The two chefs normally run a 2-star Michelin restaurant on Stockholm’s Djurgarden island.

The menu was set at the end of September after “a ​lot of tryouts”, Myllymaki said.

A closely guarded secret, the menu won’t be revealed until the guests – the men ⁠in white ties and tails and women in evening gowns – are seated at the 59 tables filling ‌the so-called Blue Hall on Wednesday.

But the chefs share some tidbits.

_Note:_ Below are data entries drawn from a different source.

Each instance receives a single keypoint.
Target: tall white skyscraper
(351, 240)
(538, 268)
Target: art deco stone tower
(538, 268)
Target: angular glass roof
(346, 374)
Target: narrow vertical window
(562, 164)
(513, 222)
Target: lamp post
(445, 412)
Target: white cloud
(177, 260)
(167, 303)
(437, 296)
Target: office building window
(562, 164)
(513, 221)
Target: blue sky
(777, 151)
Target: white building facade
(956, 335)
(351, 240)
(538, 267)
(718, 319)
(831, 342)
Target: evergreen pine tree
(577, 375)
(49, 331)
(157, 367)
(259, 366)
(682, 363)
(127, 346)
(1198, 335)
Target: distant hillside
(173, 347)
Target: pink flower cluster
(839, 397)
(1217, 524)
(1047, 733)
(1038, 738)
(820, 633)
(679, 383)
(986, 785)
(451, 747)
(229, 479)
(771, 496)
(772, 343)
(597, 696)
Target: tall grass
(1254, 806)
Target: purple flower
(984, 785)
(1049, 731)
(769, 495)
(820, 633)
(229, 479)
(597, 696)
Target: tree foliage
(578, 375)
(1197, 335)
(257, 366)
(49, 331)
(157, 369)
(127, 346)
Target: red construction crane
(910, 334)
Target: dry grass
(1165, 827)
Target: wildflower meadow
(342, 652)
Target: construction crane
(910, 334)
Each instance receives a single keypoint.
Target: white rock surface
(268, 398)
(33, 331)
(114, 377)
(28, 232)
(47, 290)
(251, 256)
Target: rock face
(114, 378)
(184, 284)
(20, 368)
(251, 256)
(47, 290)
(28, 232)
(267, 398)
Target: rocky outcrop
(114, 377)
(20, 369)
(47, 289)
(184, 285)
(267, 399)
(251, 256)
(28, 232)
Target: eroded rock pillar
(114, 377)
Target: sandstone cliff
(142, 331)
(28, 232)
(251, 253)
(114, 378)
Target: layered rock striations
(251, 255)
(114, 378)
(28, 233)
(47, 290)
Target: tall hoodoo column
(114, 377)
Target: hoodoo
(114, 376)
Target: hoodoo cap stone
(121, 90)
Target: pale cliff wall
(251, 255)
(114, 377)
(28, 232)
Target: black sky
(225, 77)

Nordic forest ingredients feature, such as dried porcini mushrooms ⁠for the first course and sloe berries and wild raspberries for ​dessert, while 400 bottles of champagne will be served with the starter.

Yet for the chefs, the ‌banquet is also a family affair.

The tableware has been updated for the first time since it was created more than thirty years ago with an ‍oak butterknife developed with Le’s brother.

Hand-making the 1,300 knives, with wood from southern Sweden, was time-consuming.

“We needed to bring reinforcements to keep the deadline,” Le said. “My mom, my sister, and my dad came to help.”

Nobel pastry chef Frida Backe, returning for a second year, has drawn on childhood days spent in the forest with her grandparents when creating this year’s dessert.

Sloe berries are a “little bit of a forgotten berry”, she said. “It takes a little bit of stubbornness and creativity to work with it”.

Separate festivities are held in Oslo for the Nobel ⁠Peace Prize.